LogiCode: an LLM-Driven Framework for Logical Anomaly Detection
Yiheng Zhang, Yunkang Cao, Xiaohao Xu, Weiming Shen
TL;DR
LogiCode addresses the need to detect high-level logical anomalies in industrial settings, beyond traditional structural defect detection. It uses LLMs to translate normal-rule knowledge into executable Python code that analyzes images and provides explanations for detected anomalies. The approach introduces LOCO-Annotations and LogiBench datasets for evaluating detection accuracy, code-generation reliability, and reasoning quality, reporting strong binary accuracy and reasoning performance, with code-generation still improving. The work suggests that LLM-driven reasoning and programmable APIs can enhance interpretability and efficiency in industrial quality control, with potential broad impact across manufacturing contexts.
Abstract
This paper presents LogiCode, a novel framework that leverages Large Language Models (LLMs) for identifying logical anomalies in industrial settings, moving beyond traditional focus on structural inconsistencies. By harnessing LLMs for logical reasoning, LogiCode autonomously generates Python codes to pinpoint anomalies such as incorrect component quantities or missing elements, marking a significant leap forward in anomaly detection technologies.

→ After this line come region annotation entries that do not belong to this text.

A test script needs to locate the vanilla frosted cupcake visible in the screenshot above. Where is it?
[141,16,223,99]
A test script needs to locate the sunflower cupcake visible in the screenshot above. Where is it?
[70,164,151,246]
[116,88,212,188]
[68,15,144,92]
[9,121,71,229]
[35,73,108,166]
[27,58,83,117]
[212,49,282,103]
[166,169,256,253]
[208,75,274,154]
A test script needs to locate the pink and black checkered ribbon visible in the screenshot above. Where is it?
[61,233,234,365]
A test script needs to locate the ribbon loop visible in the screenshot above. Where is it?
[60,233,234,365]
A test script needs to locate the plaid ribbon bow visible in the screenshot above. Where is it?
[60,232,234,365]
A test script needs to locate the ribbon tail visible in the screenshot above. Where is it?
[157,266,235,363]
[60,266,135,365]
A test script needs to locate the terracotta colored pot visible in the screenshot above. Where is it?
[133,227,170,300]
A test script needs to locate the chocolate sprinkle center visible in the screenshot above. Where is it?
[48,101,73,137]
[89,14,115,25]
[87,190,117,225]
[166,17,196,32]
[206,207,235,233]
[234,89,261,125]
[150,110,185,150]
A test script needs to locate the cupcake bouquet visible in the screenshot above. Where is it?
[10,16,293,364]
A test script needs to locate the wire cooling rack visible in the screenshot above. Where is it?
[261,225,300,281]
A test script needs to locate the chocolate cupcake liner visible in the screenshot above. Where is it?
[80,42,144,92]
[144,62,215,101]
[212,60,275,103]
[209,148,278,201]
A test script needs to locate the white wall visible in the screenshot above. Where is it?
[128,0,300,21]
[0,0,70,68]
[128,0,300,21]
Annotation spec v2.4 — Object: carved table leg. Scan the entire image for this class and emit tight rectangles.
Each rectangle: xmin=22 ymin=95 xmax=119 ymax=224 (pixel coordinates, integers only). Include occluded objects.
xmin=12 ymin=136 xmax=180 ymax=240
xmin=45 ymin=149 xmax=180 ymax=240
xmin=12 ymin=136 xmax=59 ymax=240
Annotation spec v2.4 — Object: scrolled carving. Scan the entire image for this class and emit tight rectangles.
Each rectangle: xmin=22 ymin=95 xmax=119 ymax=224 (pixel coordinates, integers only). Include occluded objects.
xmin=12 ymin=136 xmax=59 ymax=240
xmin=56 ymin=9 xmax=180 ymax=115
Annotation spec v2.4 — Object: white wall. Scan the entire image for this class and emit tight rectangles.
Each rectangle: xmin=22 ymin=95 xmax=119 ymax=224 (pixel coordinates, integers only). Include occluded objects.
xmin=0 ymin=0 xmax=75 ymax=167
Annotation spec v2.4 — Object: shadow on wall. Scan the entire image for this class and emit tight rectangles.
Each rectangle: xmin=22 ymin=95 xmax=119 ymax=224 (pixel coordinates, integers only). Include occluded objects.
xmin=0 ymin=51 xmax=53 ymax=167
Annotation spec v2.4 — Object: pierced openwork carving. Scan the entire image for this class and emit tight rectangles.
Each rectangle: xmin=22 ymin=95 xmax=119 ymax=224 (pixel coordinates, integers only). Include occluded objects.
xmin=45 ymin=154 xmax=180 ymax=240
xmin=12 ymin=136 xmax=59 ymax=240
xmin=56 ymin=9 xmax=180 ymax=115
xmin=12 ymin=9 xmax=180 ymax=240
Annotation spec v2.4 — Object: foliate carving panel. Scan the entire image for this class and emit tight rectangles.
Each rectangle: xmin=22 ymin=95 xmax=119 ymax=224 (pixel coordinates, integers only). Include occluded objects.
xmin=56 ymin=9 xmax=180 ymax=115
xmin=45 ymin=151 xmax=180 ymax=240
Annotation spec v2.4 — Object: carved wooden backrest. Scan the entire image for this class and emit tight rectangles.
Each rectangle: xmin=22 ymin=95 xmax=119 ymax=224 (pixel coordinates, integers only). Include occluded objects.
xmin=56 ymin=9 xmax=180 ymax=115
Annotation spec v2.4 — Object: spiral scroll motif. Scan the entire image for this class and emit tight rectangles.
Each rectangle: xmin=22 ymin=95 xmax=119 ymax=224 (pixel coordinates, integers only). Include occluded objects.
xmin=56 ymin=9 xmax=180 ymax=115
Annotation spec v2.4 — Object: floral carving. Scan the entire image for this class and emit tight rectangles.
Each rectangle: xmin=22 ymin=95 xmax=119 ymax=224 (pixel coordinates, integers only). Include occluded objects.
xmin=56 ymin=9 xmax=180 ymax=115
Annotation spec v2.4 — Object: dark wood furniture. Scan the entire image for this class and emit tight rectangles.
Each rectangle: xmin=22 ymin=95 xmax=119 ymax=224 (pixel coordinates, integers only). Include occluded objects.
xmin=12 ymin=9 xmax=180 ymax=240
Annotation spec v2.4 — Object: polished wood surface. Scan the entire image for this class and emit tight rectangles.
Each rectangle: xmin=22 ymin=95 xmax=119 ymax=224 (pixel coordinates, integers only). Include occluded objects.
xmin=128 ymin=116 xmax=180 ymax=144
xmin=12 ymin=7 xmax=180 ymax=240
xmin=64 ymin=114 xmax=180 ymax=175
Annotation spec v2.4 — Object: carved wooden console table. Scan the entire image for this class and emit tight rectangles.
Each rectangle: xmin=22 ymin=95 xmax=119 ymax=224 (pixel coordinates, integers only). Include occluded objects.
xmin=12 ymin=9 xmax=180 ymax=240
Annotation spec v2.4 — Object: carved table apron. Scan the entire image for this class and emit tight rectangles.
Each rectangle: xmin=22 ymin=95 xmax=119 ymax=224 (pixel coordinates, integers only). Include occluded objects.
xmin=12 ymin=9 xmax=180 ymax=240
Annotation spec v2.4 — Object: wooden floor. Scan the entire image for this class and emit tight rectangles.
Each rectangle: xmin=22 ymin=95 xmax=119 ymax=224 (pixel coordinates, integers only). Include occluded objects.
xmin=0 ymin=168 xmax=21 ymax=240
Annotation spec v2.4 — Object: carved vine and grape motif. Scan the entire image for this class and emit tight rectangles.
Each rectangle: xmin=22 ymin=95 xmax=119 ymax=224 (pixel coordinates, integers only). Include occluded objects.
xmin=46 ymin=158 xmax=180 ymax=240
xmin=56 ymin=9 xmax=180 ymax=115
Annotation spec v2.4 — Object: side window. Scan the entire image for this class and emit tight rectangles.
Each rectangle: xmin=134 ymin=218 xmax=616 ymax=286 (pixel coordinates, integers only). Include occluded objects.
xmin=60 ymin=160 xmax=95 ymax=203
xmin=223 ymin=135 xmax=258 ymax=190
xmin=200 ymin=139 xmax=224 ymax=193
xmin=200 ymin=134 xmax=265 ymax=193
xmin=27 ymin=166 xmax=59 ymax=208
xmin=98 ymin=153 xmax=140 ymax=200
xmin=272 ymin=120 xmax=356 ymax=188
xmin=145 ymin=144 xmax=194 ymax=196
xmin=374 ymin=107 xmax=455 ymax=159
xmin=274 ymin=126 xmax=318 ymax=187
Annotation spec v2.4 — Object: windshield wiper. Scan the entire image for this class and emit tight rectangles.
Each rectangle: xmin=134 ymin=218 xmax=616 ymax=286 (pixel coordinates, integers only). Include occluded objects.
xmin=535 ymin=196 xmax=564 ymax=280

A custom dataset "LOCO-Annotations" and a benchmark "LogiBench" are introduced to evaluate the LogiCode's performance across various metrics including binary classification accuracy, code generation success rate, and precision in reasoning. Findings demonstrate LogiCode's enhanced interpretability, significantly improving the accuracy of logical anomaly detection and offering detailed explanations for identified anomalies. This represents a notable shift towards more intelligent, LLM-driven approaches in industrial anomaly detection, promising substantial impacts on industry-specific applications.